FRAUEN
Dösen mit Hendryke
Eine Selbstmörderin in der Laber-Therapie
Masochisten machen auch ihren Mitmenschen das Leben zur Hölle. Hendrikje etwa, eine verhuschte Malerin Mitte 30, die sich ständig im eigenen Unglück verheddert und wegen Totschlags verurteilt wird.

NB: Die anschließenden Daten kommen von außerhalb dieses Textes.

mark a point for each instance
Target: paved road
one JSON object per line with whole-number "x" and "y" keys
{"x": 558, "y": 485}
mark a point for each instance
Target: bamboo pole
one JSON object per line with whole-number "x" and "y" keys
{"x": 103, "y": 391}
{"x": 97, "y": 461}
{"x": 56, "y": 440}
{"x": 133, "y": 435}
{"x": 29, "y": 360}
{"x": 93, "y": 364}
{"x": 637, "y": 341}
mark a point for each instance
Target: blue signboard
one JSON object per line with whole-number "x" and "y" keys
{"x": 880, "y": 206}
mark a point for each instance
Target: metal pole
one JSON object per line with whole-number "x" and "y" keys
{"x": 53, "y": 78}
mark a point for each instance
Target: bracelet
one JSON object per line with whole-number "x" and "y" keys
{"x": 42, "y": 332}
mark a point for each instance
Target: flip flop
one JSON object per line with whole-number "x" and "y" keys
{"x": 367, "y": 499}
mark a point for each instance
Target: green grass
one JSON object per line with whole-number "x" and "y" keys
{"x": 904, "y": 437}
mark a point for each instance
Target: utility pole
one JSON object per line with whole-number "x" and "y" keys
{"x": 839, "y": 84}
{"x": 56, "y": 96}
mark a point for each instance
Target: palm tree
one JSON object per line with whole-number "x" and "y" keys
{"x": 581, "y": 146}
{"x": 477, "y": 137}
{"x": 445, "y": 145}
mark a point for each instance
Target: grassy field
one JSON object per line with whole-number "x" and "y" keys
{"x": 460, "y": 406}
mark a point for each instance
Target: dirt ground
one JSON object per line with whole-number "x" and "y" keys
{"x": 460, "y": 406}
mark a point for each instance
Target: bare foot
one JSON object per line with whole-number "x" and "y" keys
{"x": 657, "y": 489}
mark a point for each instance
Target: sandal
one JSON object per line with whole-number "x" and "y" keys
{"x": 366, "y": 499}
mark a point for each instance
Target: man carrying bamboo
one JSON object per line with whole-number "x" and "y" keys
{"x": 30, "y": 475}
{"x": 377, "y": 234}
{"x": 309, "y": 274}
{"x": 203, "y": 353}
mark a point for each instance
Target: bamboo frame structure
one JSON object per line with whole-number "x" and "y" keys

Ausgangspunkt des Wiederauferstehungs-Dramas sind Gespräche mit der Gefängnis-Psychologin. Der erzählt Hendrikje ihre Lebens- und Leidensgeschichte. Von den Eltern verlassen, wächst sie bei ihrer strengen Omi auf, von der sie selbst mit 34 Jahren nicht loskommt. Als Kellnerin jobbt sie sklavenartig unter einer Chefin, die von allen nur "Goebbelsö genannt wird, während ihre Malerei brachliegt. Mit den Männern sieht es kaum besser aus, weil Omi keine Kerle in der Wohnung sehen mag.
Für einen herzenskalten Egomanen, den Hendrikje nur als flüchtigen Geliebten ausgeben darf, hatīs gerade noch gereicht. Als dieser angeblich alleine in die Ferien fährt und mit ihrer frisch geschwängerten Freundin zurückkehrt, ist Maß voll. Gleichzeitig stirbt Omi, Hendrijkes Atelier brennt ab ... wie gemein!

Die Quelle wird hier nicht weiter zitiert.